My Dad the U.S. China Marine

My Dad the U.S. China Marine

Thursday, June 26, 2014

Greenwich Patch: A Published Letter Home After the Battle of Okinawa, 1945



I've been maintaining an associated blog site on Greenwich Patch, a news source in my Greenwich, Connecticut home town. 

This morning I posted a piece about a published letter in the October 23 edition of the Greenwich Time, the town's daily newspaper. Click here to read it.

In the letter Dad wrote:

"When I was transferred from the 3rd Amphibious Corps to the First Marine Division, I was changed from radar to radio and I am still in radio. I carried a portable radio on my back in combat. During operations I was with the Fifth Marines, which is an infantry outfit, as a 'forward observer' for the 11th Marines (Artillery). 

"I was on the front lines from April 8 until the fighting ended. The first month we were working with different Army outfits. Boy! I was never so scared in all my life. 

"On an O.P. team there are one officer, two radio men, one scout sergeant and three wire men.
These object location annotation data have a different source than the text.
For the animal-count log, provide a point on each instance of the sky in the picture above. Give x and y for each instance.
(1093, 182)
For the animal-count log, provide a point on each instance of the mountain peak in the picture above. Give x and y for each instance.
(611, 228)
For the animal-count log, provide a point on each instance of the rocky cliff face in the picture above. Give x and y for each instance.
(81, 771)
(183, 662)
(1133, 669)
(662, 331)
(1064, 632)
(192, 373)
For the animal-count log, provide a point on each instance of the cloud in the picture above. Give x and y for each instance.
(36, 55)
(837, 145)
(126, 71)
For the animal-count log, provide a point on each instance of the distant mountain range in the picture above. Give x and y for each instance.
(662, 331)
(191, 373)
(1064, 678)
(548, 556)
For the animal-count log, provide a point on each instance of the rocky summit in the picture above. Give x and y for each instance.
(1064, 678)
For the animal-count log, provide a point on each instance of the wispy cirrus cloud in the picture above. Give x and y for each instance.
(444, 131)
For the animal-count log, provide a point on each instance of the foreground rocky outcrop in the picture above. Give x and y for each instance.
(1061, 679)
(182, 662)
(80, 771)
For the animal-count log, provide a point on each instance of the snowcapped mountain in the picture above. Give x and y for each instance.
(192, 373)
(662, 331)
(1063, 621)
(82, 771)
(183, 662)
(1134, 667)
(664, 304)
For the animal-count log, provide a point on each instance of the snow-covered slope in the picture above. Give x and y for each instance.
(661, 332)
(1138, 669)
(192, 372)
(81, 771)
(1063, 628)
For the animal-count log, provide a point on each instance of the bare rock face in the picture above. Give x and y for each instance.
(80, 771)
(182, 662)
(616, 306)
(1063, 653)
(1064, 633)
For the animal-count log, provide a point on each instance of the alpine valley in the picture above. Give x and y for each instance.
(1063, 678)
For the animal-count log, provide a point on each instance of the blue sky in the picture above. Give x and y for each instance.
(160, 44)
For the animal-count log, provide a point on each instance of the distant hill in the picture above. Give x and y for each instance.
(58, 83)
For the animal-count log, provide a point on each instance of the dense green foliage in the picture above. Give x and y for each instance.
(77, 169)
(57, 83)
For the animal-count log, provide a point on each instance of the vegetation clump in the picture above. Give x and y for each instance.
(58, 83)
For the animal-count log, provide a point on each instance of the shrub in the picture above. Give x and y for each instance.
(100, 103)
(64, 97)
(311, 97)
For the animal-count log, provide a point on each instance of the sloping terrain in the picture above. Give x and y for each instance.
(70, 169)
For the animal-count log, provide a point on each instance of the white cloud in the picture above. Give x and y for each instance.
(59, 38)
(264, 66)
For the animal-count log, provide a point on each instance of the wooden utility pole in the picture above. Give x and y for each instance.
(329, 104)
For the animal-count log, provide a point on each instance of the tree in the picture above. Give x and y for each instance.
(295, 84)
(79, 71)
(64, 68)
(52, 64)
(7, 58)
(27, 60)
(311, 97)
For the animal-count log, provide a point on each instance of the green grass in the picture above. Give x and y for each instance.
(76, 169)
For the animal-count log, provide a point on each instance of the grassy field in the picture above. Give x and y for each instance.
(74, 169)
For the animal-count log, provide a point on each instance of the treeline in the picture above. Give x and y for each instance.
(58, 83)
Each Battery sends out two teams. Of all our men who were up on the line 50 per cent were killed or wounded so I guess I was just lucky for I had many a close call." 
Dad graduated from Greenwich High School in June, 1943. A few weeks after graduation he enlisted and departed for Parris Island for Marine Corps training. At the time this piece was published he had been in the Pacific Theatre for 19 months. 
Why was the Battle of Okinawa significant? The island could be used as a staging point for a full-scaled invasion of the Japanese home islands. Historians also note that this battle indicated to military planners just how heavy a toll it would be for such an invasion to take place.